President Juan Manuel Santos this week rolled out the red carpet for the Pentagon's top officer, Gen. Joe Dunford, honoring him with three ceremonies during a brief visit to Bogota.

The question looming over the fanfare is how the relationship between Colombia and its top military partner will evolve after Bogota and the FARC finally strike a deal ending five decades of conflict.

Since 1999, a US program called Plan Colombia has seen about $10 billion in military aid flow to Colombia's security services, fortifying the state against well-armed and well-funded drug cartels and rebel groups, chief among them the FARC.

US military academies have trained Colombian troops, and major arms deals have ensured the Colombian military is a well-equipped, modern fighting force.

Speaking to reporters after his trip Thursday, Dunford said Colombia's leaders stressed the importance of military ties.

"Their main message today was, 'Hey look, you can't look past us, it's not over,'" Dunford said on a flight from Colombia to the US military's Southern Command (SOUTHCOM) in Florida.

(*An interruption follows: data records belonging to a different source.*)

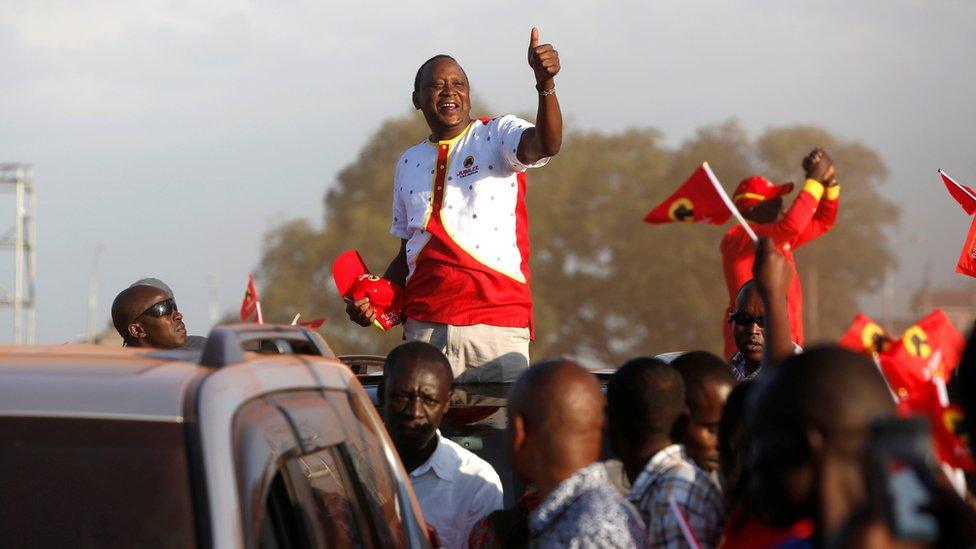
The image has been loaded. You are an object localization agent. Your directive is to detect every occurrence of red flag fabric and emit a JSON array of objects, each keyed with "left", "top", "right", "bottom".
[
  {"left": 940, "top": 170, "right": 976, "bottom": 215},
  {"left": 957, "top": 215, "right": 976, "bottom": 278},
  {"left": 876, "top": 311, "right": 974, "bottom": 471},
  {"left": 240, "top": 274, "right": 261, "bottom": 323},
  {"left": 913, "top": 309, "right": 964, "bottom": 376},
  {"left": 299, "top": 318, "right": 326, "bottom": 329},
  {"left": 838, "top": 313, "right": 890, "bottom": 355},
  {"left": 644, "top": 163, "right": 732, "bottom": 225}
]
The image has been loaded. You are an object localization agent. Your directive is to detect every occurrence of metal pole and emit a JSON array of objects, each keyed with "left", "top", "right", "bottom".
[
  {"left": 26, "top": 174, "right": 36, "bottom": 344},
  {"left": 13, "top": 167, "right": 24, "bottom": 344},
  {"left": 87, "top": 243, "right": 105, "bottom": 343}
]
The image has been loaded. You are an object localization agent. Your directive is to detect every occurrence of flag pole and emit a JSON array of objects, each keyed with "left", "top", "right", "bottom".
[
  {"left": 939, "top": 169, "right": 976, "bottom": 204},
  {"left": 703, "top": 162, "right": 758, "bottom": 242},
  {"left": 256, "top": 301, "right": 264, "bottom": 324},
  {"left": 290, "top": 313, "right": 301, "bottom": 325}
]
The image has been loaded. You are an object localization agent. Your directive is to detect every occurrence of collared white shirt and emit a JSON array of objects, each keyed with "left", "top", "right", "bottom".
[
  {"left": 409, "top": 432, "right": 503, "bottom": 549},
  {"left": 391, "top": 115, "right": 547, "bottom": 285}
]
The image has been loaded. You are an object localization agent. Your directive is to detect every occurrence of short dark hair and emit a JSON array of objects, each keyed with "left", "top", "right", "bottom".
[
  {"left": 383, "top": 341, "right": 453, "bottom": 386},
  {"left": 672, "top": 351, "right": 735, "bottom": 408},
  {"left": 607, "top": 356, "right": 686, "bottom": 445},
  {"left": 413, "top": 54, "right": 461, "bottom": 93}
]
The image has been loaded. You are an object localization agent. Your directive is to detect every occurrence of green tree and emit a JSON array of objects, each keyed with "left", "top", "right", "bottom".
[{"left": 254, "top": 115, "right": 898, "bottom": 363}]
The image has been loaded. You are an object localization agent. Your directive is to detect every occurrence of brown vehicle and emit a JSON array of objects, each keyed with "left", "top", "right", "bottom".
[{"left": 0, "top": 324, "right": 431, "bottom": 549}]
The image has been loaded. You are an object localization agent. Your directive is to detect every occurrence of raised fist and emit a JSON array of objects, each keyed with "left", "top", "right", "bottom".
[
  {"left": 528, "top": 27, "right": 560, "bottom": 89},
  {"left": 802, "top": 147, "right": 835, "bottom": 183}
]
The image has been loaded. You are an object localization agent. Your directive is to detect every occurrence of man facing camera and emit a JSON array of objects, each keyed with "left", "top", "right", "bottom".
[
  {"left": 382, "top": 341, "right": 502, "bottom": 549},
  {"left": 347, "top": 28, "right": 563, "bottom": 383}
]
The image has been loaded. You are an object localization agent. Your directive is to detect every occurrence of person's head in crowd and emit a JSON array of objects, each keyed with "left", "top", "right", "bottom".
[
  {"left": 129, "top": 277, "right": 174, "bottom": 298},
  {"left": 718, "top": 380, "right": 755, "bottom": 508},
  {"left": 111, "top": 284, "right": 186, "bottom": 349},
  {"left": 672, "top": 351, "right": 736, "bottom": 474},
  {"left": 607, "top": 356, "right": 687, "bottom": 482},
  {"left": 507, "top": 359, "right": 604, "bottom": 497},
  {"left": 731, "top": 280, "right": 765, "bottom": 365},
  {"left": 735, "top": 176, "right": 790, "bottom": 225},
  {"left": 382, "top": 341, "right": 454, "bottom": 471},
  {"left": 748, "top": 346, "right": 894, "bottom": 538},
  {"left": 412, "top": 54, "right": 472, "bottom": 140}
]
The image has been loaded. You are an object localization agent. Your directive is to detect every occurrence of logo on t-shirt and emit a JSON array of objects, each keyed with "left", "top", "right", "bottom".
[{"left": 458, "top": 155, "right": 480, "bottom": 179}]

"Please don't think now you can take your eye off of Colombia, the most important part of the campaign is winning the peace, and that starts with the accord, it doesn't end," Dunford recounted his Colombian partners as saying.

'Peace Colombia'

US President Barack Obama last month announced a $450 million plan to fund Colombia's peace process, highlighting a new focus on post-conflict realities.

A March 23 deadline had been set for the peace talks to conclude, designed to bring to an end a five-decade conflict that has killed more than 260,000 people and displaced 6.6 million others. But Santos on Thursday said more time was needed.

Hailed in Washington as a bipartisan success story, Plan Colombia was launched by president Bill Clinton and continued by his Republican successor George W. Bush.

Colombia had been so plagued by drug violence and corruption that officials say it was almost a failed state, and they credit Plan Colombia with an instrumental role in its turnaround.

US Marine Gen. Joseph F. Dunford, chairman of the Joint Chiefs of Staff, meets with Marines assigned to the Marine Security Detachment at the US Embassy on March 10 in Bogota, Colombia.

Photo Credit: Petty Officer 2nd Class Dominique A. Pineiro/Navy

"If you look at where Colombia was in the mid-1990s and you look at where they are today ... they are a solid democracy in South America, they are a force for stability in the region and they are now also contributing broadly in the international community ... so yes, it was worth it," Dunford said.

But the policy has also been fiercely criticized inside Colombia and by rights groups, who say it made internecine conflict bloodier and left a trail of abuses.

Obama wants to recast Plan Colombia as "Peace Colombia."

Cash would still be available for the military and counternarcotics, but the focus will shift to demobilizing rebels and reintegrating them into society, as well as clearing mines from vast tracts of remote land and boosting humanitarian assistance.

Colombia plans on increasing from 14 to 196 the number of military platoons — each with about 40 troops — dedicated to removing mines from an area the size of Texas and Oklahoma combined.

SOUTHCOM expert William Clark said the mines are hard to find because they are not usually made of metal.

"These are improvised mines, these are plastic bottles with chemicals — with a syringe and a pressure plate — so when you step on it, the chemicals mix and explode," Clark said.

The United States is also casting a wary eye over recent increases in cocaine production, and the fate of some 7,000 FARC fighters after peace takes hold.

Some will join drug trafficking groups, but Colombia has developed a reintegration program in which FARC fighters — many of whom were kidnapped as children and know only guerrilla life — receive an education and job training.

"Quite frankly, they don't know how to operate in a modern society. But they do know how to kill for what they want and they are extremely efficient at it," SOUTHCOM spokesman Master Sgt. Joshua Hobson said.

"That's why building partner capacity is so important to us."